Sur les réseaux sociaux, on moque le virage tactique mis en place : un bloc défensif positionné bas sur le terrain pour jouer en contre et la propension à se reposer sur les exploits individuels de talents comme Memphis Depay ou Nabil Fekir. Twittos influent parmi les suiveurs de l’OL, Eddy Fleck (un pseudo) résume la situation : « C’est le club qui est responsable. Lui [Génésio] te dira qu’il est là pour bosser et progresser. Mais à l’OL, on ne peut pas se permettre d’avoir un coach là pour apprendre. Avec un effectif comme ça, on doit être deuxièmes. Il y a une inadéquation entre le projet global et un entraîneur qui n’a pas les épaules. »

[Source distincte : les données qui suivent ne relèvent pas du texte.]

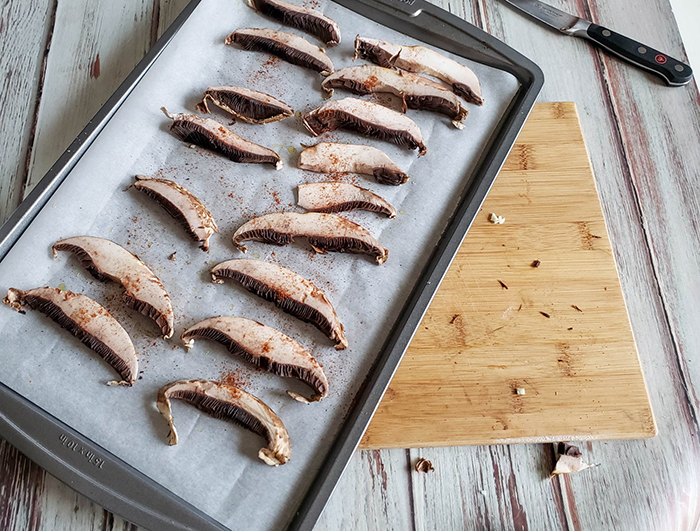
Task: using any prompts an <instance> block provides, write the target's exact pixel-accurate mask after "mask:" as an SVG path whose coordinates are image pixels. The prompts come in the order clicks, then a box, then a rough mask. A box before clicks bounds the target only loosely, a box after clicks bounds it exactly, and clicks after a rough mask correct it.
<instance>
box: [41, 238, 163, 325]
mask: <svg viewBox="0 0 700 531" xmlns="http://www.w3.org/2000/svg"><path fill="white" fill-rule="evenodd" d="M57 251H68V252H70V253H73V254H74V255H76V256H77V258H78V260H80V264H81V265H82V266H83V267H84V268H85V269H87V270H88V271H89V272H90V274H91V275H92V276H93V277H95V278H96V279H97V280H99V281H101V282H104V281H105V280H107V279H110V280H114V281H115V282H119V283H120V284H121V285H122V286H124V289H125V290H126V291H125V292H124V301H125V302H126V304H127V306H129V307H130V308H133V309H134V310H136V311H137V312H140V313H142V314H143V315H146V316H148V317H150V318H151V319H153V320H154V321H155V322H156V323H157V324H158V326H160V329H161V332H162V333H163V336H164V337H165V339H168V338H170V337H172V335H173V322H174V318H173V305H172V303H171V302H170V297H169V296H168V292H167V291H165V288H164V287H163V284H162V283H161V281H160V280H159V279H158V277H157V276H155V275H154V274H153V271H151V270H150V269H149V268H148V266H147V265H146V264H144V263H143V262H142V261H141V260H139V259H138V258H136V256H134V255H133V254H131V253H130V252H129V251H127V250H126V249H124V248H123V247H121V246H120V245H117V244H116V243H114V242H113V241H110V240H106V239H104V238H96V237H94V236H77V237H75V238H67V239H65V240H61V241H58V242H56V243H55V244H54V245H53V254H54V257H55V256H58V253H57Z"/></svg>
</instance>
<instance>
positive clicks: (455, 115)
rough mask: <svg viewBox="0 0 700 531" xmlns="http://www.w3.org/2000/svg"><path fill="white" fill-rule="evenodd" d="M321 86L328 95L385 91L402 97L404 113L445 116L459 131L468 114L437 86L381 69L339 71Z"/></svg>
mask: <svg viewBox="0 0 700 531" xmlns="http://www.w3.org/2000/svg"><path fill="white" fill-rule="evenodd" d="M322 86H323V89H324V90H326V91H328V92H330V93H331V94H332V93H333V89H334V88H345V89H347V90H349V91H351V92H354V93H355V94H370V93H374V92H388V93H390V94H394V95H395V96H398V97H399V98H401V100H402V102H403V107H404V112H406V108H410V109H423V110H428V111H435V112H438V113H441V114H444V115H445V116H448V117H449V118H450V119H451V120H452V124H453V125H454V126H455V127H456V128H458V129H463V128H464V125H463V124H462V121H463V120H464V119H465V118H466V117H467V115H468V114H469V111H467V110H466V109H465V108H464V107H462V104H461V103H460V102H459V99H458V98H457V96H455V95H454V94H453V93H452V92H450V91H449V90H447V89H446V88H445V87H443V86H442V85H440V84H439V83H436V82H434V81H431V80H429V79H426V78H424V77H420V76H416V75H414V74H410V73H408V72H397V71H396V70H391V69H390V68H384V67H381V66H374V65H363V66H350V67H347V68H341V69H340V70H336V71H335V72H334V73H333V74H331V75H330V76H328V77H327V78H326V79H324V80H323V84H322Z"/></svg>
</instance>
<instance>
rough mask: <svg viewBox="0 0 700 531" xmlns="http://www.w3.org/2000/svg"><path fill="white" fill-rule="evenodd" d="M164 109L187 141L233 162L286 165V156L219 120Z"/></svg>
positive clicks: (175, 131) (179, 137)
mask: <svg viewBox="0 0 700 531" xmlns="http://www.w3.org/2000/svg"><path fill="white" fill-rule="evenodd" d="M161 110H162V111H163V112H164V113H165V115H166V116H167V117H168V118H170V119H171V120H173V125H171V126H170V130H171V131H172V132H173V133H174V134H175V136H177V137H178V138H179V139H180V140H182V141H183V142H185V143H187V144H196V145H198V146H202V147H203V148H207V149H211V150H213V151H218V152H219V153H221V154H222V155H224V156H225V157H227V158H229V159H231V160H232V161H233V162H250V163H253V164H274V165H275V168H276V169H278V170H279V169H280V168H282V159H281V158H280V156H279V155H278V154H277V153H275V152H274V151H272V150H271V149H268V148H266V147H264V146H260V145H258V144H255V143H254V142H250V141H248V140H245V139H244V138H241V137H240V136H238V135H237V134H235V133H234V132H233V131H231V130H230V129H228V128H227V127H224V126H223V124H221V123H219V122H217V121H216V120H212V119H211V118H200V117H199V116H195V115H194V114H184V113H178V114H170V113H169V112H168V111H167V110H166V109H165V107H161Z"/></svg>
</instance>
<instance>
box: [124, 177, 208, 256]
mask: <svg viewBox="0 0 700 531" xmlns="http://www.w3.org/2000/svg"><path fill="white" fill-rule="evenodd" d="M132 186H133V187H134V188H136V189H137V190H140V191H142V192H143V193H145V194H146V195H147V196H148V197H151V198H153V199H155V200H156V202H157V203H158V204H159V205H160V206H162V207H163V208H164V209H165V211H166V212H167V213H168V214H170V215H171V216H172V217H174V218H175V219H176V220H177V221H179V222H180V224H181V225H182V226H183V227H184V228H185V230H186V231H187V234H189V235H190V237H191V238H192V239H193V240H195V241H198V242H202V250H203V251H207V252H208V251H209V238H210V236H211V235H212V234H214V233H215V232H219V228H218V227H217V226H216V222H215V221H214V218H213V217H212V215H211V213H210V212H209V211H208V210H207V209H206V207H205V206H204V205H203V204H202V202H201V201H200V200H199V199H197V197H196V196H195V195H194V194H193V193H191V192H190V191H189V190H187V189H186V188H184V187H183V186H180V185H179V184H177V183H176V182H174V181H169V180H167V179H156V178H154V177H147V176H146V175H137V176H136V182H135V183H134V184H133V185H132Z"/></svg>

Proche de l’entraîneur lyonnais, Sidney Govou, sept fois champion de France avec l’OL (de 2002 à 2008), réfute ce procès en compétence. « Les gens disent qu’il n’a pas de charisme. Le plus important, c’est la relation avec les joueurs. Quand il parle foot, il sait de quoi il parle. Quand vous perdez autant de bons joueurs expérimentés [Lacazette, Tolisso, Gonalons, Valbuena et Jallet], vous n’allez pas m’expliquer que vous avez une meilleure équipe », défend le consultant de Canal+. Reconnu pour sa gestion des ego, Génésio n’a en effet jamais perdu le soutien de ses joueurs. « Les critiques ne me touchent plus. Je vis avec. Je me sens plus fort grâce au soutien du club. »

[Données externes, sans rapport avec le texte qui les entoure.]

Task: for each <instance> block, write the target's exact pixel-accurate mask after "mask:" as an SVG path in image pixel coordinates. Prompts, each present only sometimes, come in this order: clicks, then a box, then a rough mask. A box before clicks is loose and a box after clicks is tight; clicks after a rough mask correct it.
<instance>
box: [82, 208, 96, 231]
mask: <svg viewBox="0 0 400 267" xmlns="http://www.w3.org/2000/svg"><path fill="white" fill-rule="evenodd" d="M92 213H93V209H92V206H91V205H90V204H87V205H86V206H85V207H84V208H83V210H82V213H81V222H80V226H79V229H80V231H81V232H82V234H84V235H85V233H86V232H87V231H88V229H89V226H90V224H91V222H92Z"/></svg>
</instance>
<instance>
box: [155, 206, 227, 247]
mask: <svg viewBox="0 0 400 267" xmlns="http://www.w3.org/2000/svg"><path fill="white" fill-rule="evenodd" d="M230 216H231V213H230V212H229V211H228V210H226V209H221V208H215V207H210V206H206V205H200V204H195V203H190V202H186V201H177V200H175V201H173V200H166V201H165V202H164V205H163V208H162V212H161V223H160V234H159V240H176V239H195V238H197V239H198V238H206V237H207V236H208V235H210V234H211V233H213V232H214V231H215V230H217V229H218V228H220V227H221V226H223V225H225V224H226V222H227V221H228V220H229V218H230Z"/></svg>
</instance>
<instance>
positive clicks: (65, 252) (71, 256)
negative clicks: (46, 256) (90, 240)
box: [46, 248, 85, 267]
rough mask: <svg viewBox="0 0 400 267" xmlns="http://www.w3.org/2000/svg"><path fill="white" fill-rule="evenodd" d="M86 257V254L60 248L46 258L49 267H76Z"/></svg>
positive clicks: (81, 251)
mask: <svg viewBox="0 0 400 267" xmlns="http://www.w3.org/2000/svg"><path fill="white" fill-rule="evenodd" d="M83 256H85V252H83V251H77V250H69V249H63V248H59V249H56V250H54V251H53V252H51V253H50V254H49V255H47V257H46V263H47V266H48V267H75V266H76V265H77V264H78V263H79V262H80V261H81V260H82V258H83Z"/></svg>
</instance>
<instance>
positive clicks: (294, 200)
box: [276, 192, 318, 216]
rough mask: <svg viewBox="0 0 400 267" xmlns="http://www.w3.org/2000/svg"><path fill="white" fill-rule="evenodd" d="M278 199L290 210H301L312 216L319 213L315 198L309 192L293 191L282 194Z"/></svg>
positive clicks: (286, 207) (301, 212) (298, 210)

Pourtant, face à Montpellier le 4 mars, le groupe ultra des Bad Gones, réputés proches du « Lyonnais » Génésio, a affiché son mécontentement : « Notre patience a des limites. » L’avenir du coach, sous contrat jusqu’en 2019, passe certainement par une qualification en Ligue des champions. Fin janvier, Bruno Génésio en avait bien conscience : « Tenir les objectifs [un titre et une place dans les trois premiers] serait une manière de montrer que j’avais les moyens de conduire l’OL. Après, si l’on termine quatrièmes mais que l’on gagne la Ligue Europa, ça sera différent. Je n’y pense pas aujourd’hui. » D’autres s’en chargent volontiers pour lui.